The mechant had disappeared into a slot in one wall of the cabin as soon as they had boarded. ‘We are approaching the residence of Sevgeny Vasili,’ it explained from within its nook. ‘We will disembark in the next few minutes.’
Sevgeny Vasili. Until now, the mechant had refused to tell him anything beyond that single, cryptic reference to a murder enquiry. It hadn’t even been willing to tell him who was supposed to be dead.
He reviewed what little he knew of Sevgeny Vasili. Like Cripps and Garda both, Vasili was a long-standing member of the Eighty-Five, and had been since the very earliest days of the Temur Council. He was also aware that Vasili had been central to the negotiation process with the Coalition that had led directly to the Reunification.
The flier dropped to a silent landing in a walled courtyard on that part of the island facing towards the mainland. Luc saw as he disembarked that several other craft were already parked there. The air tasted cold and clear, and he shivered. His Archives uniform was far from adequate in such chill air.
Whatever was going on, he had the distinct feeling he was the last to arrive.
The mechant emerged once more and led him through a brick arch that exited the courtyard, and then along a shrub-lined path that terminated before a broad, wooden door that swung inwards at their approach. Luc found himself inside a high-ceilinged hall that might easily have passed for a throne-room in some ancient Earthly kingdom. Carved wooden columns reached up to a beamed roof, while a fireplace at the far end looked just about big enough to fit a whole flier within it. The flagstones beneath his feet seemed to have been worn smooth with age, while the air within the hall smelled of damp and mould. The only light came through narrow windows set close to the ceiling.
Much of this Luc noticed only peripheral
ly, his attention being otherwise taken up entirely by the half-dozen men and women clustered together in the best lit part of the hall beneath a leaded window. Not only did he see Bailey Cripps amongst their number, but also Joseph Cheng – the Benevolent Archon himself, Permanent Chairman of the Temur Council, and certainly the most powerful man in all of the Tian Di.
He paused at the gathering before him, almost frozen to the spot.
‘Is that him?’ spat a man next to Cripps.
Luc stared at the man who had spoken before suddenly realizing who he was: Victor Begum, one of the two founders of the Sandoz Clans along with old Karlmann Sandoz. He was as muscled and intimidating as Marroqui or any other Clan-leader Luc had ever encountered.

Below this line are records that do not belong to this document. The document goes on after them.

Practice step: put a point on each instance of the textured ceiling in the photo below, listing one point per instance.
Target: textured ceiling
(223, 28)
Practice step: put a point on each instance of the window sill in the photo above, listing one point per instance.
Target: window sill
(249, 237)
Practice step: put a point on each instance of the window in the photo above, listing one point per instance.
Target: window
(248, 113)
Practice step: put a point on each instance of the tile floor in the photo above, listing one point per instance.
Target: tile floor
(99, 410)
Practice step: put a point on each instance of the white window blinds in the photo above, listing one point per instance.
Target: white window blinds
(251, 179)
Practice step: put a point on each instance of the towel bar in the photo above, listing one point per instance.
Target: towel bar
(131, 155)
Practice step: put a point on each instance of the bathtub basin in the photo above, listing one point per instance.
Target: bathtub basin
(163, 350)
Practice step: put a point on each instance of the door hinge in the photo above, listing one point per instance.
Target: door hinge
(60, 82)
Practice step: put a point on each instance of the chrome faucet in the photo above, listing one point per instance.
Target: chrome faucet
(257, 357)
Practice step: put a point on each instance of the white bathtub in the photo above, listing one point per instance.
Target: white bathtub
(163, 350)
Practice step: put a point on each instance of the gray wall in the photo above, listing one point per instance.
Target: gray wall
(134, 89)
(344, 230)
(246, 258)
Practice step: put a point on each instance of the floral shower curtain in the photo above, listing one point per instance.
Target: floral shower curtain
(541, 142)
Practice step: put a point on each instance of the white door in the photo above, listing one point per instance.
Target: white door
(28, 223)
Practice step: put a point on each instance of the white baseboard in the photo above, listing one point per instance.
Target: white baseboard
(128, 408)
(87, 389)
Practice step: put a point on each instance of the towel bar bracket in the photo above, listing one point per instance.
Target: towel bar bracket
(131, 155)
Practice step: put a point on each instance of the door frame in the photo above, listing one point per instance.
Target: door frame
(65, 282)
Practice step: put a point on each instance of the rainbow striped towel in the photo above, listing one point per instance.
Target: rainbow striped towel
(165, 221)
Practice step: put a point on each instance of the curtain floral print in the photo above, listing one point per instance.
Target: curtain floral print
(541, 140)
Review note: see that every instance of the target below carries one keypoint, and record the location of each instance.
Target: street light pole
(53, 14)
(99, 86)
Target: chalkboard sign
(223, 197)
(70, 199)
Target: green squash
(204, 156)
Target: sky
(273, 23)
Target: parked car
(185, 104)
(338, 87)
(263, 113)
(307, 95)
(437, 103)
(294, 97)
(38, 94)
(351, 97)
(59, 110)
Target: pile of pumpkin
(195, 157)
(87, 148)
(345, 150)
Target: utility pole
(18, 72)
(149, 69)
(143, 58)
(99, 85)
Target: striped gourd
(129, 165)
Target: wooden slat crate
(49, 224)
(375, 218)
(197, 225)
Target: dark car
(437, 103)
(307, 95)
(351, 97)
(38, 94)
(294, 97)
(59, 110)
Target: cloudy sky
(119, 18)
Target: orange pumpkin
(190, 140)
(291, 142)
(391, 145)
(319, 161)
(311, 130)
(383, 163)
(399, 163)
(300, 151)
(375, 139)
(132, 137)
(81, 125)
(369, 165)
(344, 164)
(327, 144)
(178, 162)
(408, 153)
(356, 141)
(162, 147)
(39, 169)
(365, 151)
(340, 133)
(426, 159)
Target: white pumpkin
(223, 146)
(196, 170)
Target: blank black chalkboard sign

‘Easy, Victor,’ said one of the two women amongst the group, thick dark hair spilling like a wave across her shoulders. ‘You are Luc Gabion?’ she asked, glancing towards him.
‘I . . . yes,’ Luc managed to say. ‘Yes, I am. I’m not sure why I’ve been brought here.’
He heard the door swing shut behind him, the sound echoing through the hall with all the finality of an executioner’s axe. For some reason, his feet had become unwilling to carry him any further into the room.
‘Did the mechant that brought you here tell you nothing?’ asked the same woman.
‘No, except that there had been a – a murder,’ he replied, his voice pinching off slightly.
A small, balding man with round cheeks made a barking sound, his face contorted in anger. He took a step towards the dark-haired woman, who turned to face him, raising one hand as if to ward him off.
Zelia. Luc stared at the woman, remembering the details of the Archival record he had altered back at the hospital. She had to be Zelia de Almeida, formerly Thorne’s Director of Policy.